Operator and Operand Metrics Collection¶
Context and Problem Statement¶
The Operator framework enables metrics publishing from the operator. The operands we manage also expose some metrics. We want to expose, collect and monitor these metrics in a way that is consistent across deployment platforms ("vanilla" OpenShift and MicroShift), and abides by good and current practices in the matter.
Considered Options¶
- Assume an external Prometheus, ie. the metrics must be exposed publicly.
- Assume the presence of the Prometheus operator shipped as a core component of OpenShift, and use user-defined projects monitoring
- Assume a user-deployed instance of Prometheus on any namespace with the capacity to grab metrics from the sf namespace.
Decision Outcome¶
Assume user-defined projects monitoring on OpenShift.
Consequences¶
- Good, because this is the expected way to handle metrics in an OpenShift cluster.

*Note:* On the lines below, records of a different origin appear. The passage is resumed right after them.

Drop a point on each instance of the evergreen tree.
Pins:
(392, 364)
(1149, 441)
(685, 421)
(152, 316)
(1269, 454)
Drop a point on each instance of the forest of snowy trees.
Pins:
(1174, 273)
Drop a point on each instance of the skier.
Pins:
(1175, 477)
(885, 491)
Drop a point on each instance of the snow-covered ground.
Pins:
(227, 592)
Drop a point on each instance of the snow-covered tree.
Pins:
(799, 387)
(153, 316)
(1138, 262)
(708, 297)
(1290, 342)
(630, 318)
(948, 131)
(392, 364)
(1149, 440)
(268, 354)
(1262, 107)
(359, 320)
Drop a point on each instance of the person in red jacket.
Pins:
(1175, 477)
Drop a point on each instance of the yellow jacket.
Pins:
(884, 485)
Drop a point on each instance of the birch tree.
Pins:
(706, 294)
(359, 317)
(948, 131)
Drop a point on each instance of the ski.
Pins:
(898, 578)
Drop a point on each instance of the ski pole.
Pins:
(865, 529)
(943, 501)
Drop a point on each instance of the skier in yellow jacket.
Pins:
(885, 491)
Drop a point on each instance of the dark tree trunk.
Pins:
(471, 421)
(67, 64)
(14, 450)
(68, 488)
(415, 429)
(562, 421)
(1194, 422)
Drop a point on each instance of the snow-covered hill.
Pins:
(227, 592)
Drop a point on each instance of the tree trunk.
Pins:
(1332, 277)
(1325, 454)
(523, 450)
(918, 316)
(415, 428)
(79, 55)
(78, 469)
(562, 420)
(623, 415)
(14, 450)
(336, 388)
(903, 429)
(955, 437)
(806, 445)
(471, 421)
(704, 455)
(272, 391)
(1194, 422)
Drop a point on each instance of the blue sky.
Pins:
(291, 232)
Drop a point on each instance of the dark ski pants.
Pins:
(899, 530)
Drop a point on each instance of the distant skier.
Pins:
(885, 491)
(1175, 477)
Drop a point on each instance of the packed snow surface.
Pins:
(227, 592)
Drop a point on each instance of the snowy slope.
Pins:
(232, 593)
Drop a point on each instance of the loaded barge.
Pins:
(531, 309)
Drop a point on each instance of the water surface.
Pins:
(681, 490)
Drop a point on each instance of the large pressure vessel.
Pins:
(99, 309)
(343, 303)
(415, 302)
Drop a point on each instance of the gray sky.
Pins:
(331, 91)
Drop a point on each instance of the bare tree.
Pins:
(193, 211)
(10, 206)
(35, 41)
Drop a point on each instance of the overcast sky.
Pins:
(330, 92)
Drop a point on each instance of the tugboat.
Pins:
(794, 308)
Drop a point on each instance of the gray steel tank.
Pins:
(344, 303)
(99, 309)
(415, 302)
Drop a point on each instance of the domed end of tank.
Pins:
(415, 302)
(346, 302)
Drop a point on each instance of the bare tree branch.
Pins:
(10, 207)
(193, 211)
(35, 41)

- Bad, because we may not be able (or it might be hard) to reproduce it in MicroShift, ie. dev and CI environments ... but "manual" deployment may be good enough in these cases.
Pros and Cons of the Options¶
External Prometheus¶
An external instance of Prometheus will be used to gather metrics. This requires the metrics to be pullable from that instance.
- Good, because we don't have much to do except expose the metrics endpoints with ingress rules.
- Bad, from a user standpoint, because the external Prometheus won't benefit from operator automation such as automated collection and alerting, especially in the cases of operands scaling up or down.
OpenShift's user-defined projects monitoring¶
In OpenShift the Prometheus operator is a core component. Cluster monitoring is enabled by default, and "user space" monitoring can be optionally enabled. User-defined apps' and operators' metrics can be automatically collected by the cluster-wide instance dedicated to this type of monitoring. Users then have access to the Prometheus instance where RBAC ensures metrics isolation.
- Good, because we can automate metrics collection and alerting with our own defined ServiceMonitor and AlertRule CRs, as parts of the sf-operator.
- Good, because this is the intended way to manage metrics in users' projects.
- Good, because this ~should~ be compatible with an external Prometheus (either in federation mode or by using Thanos for metrics forwarding)
- Bad, because this monitoring stack is entirely optional and might be disabled on an OpenShift cluster.
- Bad, because it might be hard to set up MicroShift with the exact same monitoring stack as OpenShift, so we may not be aware of potential issues in dev mode.
- It may be good enough to deploy a user-space instance of Prometheus via the manually installed Prometheus operator to simulate it.
User-deployed instance of Prometheus¶
We have already experimented as a PoC with installing the Prometheus Operator on MicroShift + auto collecting metrics with a ServiceMonitor CR, see https://softwarefactory-project.io/r/c/software-factory/sf-operator/+/28632/1/
- Good, because we can provide documentation and a CLI utility to deploy a Prometheus instance, eventually even include it in our stack as an optional dependency.
- Good, because we can automate metrics collection and alerting with our own defined ServiceMonitor and AlertRule CRs, as parts of the sf-operator.
- Good, because we already know it works on MicroShift.
- Good, because it can work with an external Prometheus under federation.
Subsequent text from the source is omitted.